I resumed all my chores,
carried in the cobs and wood and water, and spent the afternoons at the
barn, watching Jake shell corn with a hand-sheller.
One morning, during this interval of fine weather, Antonia and her mother
rode over on one of their shaggy old horses to pay us a visit. It was the
first time Mrs. Shimerda had been to our house, and she ran about
examining our carpets and curtains and furniture, all the while commenting
upon them to her daughter in an envious, complaining tone. In the kitchen
she caught up an iron pot that stood on the back of the stove and said:
"You got many, Shimerdas no got." I thought it weak-minded of grandmother
to give the pot to her.
After dinner, when she was helping to wash the dishes, she said, tossing
her head: "You got many things for cook. If I got all things like you, I
make much better."
She was a conceited, boastful old thing, and even misfortune could not
humble her.
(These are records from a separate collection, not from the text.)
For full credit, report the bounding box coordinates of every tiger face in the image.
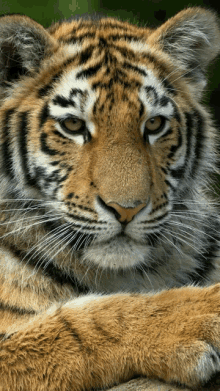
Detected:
[0,8,218,269]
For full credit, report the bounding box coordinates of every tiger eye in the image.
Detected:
[145,116,163,132]
[63,118,84,132]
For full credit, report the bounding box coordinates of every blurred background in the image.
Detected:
[0,0,220,122]
[0,0,220,192]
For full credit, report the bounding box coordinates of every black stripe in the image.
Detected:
[76,63,102,79]
[168,129,183,159]
[108,34,145,43]
[144,86,159,106]
[192,110,206,177]
[0,301,36,315]
[122,62,147,76]
[38,70,63,98]
[161,78,177,95]
[52,95,76,107]
[39,103,49,129]
[164,179,176,191]
[65,32,96,43]
[139,99,144,118]
[18,111,36,186]
[78,46,95,65]
[69,88,84,98]
[1,109,15,178]
[40,133,60,156]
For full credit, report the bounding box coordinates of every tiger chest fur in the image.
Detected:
[0,7,220,391]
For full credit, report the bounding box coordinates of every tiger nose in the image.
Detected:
[107,202,147,224]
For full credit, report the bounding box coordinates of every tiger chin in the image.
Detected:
[0,7,220,391]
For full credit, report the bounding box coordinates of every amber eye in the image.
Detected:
[62,118,85,132]
[145,116,165,134]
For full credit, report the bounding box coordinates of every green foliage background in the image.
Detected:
[0,0,220,104]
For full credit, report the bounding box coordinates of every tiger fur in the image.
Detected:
[0,7,220,391]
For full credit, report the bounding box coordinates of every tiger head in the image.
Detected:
[0,8,220,269]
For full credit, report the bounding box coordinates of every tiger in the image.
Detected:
[0,7,220,391]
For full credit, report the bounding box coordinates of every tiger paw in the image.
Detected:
[136,284,220,389]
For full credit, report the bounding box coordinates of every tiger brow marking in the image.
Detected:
[52,95,76,107]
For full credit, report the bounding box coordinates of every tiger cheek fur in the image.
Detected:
[0,7,220,391]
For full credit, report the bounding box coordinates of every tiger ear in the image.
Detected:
[150,7,220,92]
[0,14,55,85]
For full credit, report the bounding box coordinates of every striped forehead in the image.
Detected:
[49,61,174,125]
[49,67,97,127]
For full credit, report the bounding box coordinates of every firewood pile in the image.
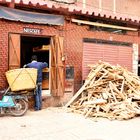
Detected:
[65,61,140,120]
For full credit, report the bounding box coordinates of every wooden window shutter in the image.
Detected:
[9,34,20,69]
[51,36,64,96]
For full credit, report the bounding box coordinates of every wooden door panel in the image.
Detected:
[9,34,20,69]
[51,36,64,96]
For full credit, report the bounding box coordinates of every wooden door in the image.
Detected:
[9,34,20,69]
[51,36,64,96]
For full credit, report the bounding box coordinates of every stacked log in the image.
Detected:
[65,61,140,120]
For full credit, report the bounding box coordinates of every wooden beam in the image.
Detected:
[72,19,138,31]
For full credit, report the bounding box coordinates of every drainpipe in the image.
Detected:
[83,0,86,9]
[113,0,116,14]
[99,0,102,12]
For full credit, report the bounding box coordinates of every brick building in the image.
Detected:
[0,0,140,106]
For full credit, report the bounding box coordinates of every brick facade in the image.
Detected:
[0,20,140,91]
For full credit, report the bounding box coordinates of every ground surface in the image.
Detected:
[0,108,140,140]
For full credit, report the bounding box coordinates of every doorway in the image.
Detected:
[20,35,51,92]
[8,33,65,96]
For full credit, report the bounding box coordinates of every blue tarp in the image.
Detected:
[0,6,64,25]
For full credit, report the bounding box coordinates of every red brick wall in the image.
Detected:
[77,0,140,16]
[0,20,140,90]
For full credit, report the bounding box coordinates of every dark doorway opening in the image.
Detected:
[20,35,51,90]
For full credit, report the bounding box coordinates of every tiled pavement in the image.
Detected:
[0,108,140,140]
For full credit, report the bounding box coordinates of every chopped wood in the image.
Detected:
[65,61,140,120]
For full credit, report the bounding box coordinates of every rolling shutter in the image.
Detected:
[82,43,132,80]
[9,34,20,69]
[51,36,64,96]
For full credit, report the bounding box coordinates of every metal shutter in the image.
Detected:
[82,43,132,80]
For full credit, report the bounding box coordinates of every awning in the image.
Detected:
[0,6,64,25]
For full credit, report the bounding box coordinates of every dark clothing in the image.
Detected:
[26,61,48,110]
[26,61,48,83]
[34,84,42,110]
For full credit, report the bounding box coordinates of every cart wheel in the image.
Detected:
[9,99,28,117]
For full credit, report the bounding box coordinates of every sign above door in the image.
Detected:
[23,27,42,34]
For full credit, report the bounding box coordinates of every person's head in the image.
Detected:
[31,55,37,61]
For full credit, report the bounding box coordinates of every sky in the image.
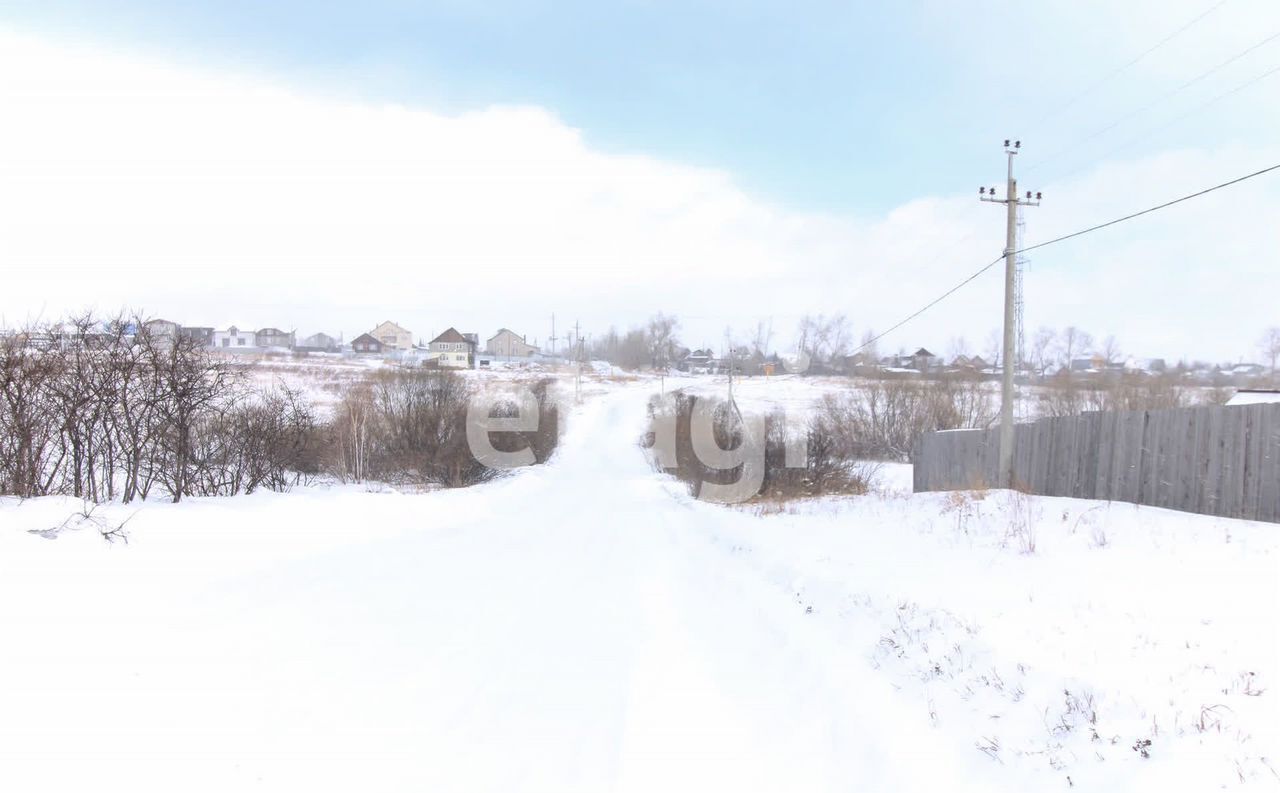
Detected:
[0,0,1280,361]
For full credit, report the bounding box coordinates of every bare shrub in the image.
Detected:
[818,377,997,460]
[645,394,876,501]
[323,368,559,487]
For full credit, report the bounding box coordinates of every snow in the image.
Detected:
[0,379,1280,792]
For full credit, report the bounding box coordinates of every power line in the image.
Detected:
[1052,60,1280,183]
[852,164,1280,352]
[1032,0,1228,127]
[1015,164,1280,253]
[1027,32,1280,173]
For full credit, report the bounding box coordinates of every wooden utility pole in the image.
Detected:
[978,141,1041,487]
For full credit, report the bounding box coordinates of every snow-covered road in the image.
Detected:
[0,386,1274,792]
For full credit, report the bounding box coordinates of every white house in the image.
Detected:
[426,327,475,368]
[484,327,538,358]
[369,320,413,349]
[212,325,257,352]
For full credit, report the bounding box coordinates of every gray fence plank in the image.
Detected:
[913,404,1280,522]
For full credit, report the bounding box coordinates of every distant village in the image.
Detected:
[32,320,545,368]
[6,318,1275,388]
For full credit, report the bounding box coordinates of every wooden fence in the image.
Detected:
[913,404,1280,522]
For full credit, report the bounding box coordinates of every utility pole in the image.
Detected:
[978,141,1041,487]
[572,320,582,404]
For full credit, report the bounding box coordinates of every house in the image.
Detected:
[351,333,385,356]
[178,325,214,347]
[676,349,716,375]
[367,320,413,349]
[1226,389,1280,405]
[253,327,294,349]
[484,327,538,358]
[293,333,342,353]
[1231,363,1267,377]
[881,347,943,372]
[211,325,257,352]
[426,327,476,368]
[142,320,182,344]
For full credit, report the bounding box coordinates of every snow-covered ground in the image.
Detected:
[0,379,1280,792]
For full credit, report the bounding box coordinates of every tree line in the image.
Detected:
[0,315,558,503]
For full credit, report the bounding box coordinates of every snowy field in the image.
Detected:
[0,373,1280,793]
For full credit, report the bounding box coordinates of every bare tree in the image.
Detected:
[1059,325,1093,371]
[1032,326,1057,377]
[645,312,680,368]
[1258,326,1280,380]
[1098,335,1124,366]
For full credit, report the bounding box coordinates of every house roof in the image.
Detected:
[431,327,468,344]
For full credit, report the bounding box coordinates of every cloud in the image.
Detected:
[0,32,1280,358]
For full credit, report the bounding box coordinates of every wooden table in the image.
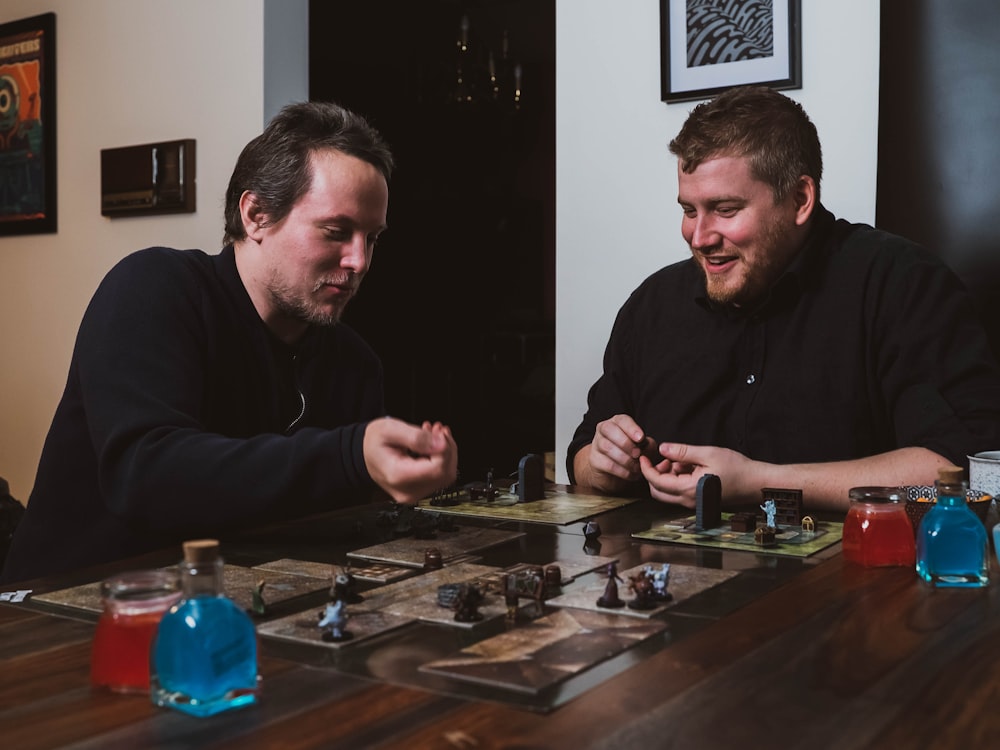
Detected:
[0,503,1000,750]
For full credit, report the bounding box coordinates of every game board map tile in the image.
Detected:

I was so annoyed that I felt coldly even toward Antonia and
listened unsympathetically when she told me her father was not well.
"My papa sad for the old country. He not look good. He never make music
any more. At home he play violin all the time; for weddings and for dance.
Here never. When I beg him for play, he shake his head no. Some days he
take his violin out of his box and make with his fingers on the strings,
like this, but never he make the music.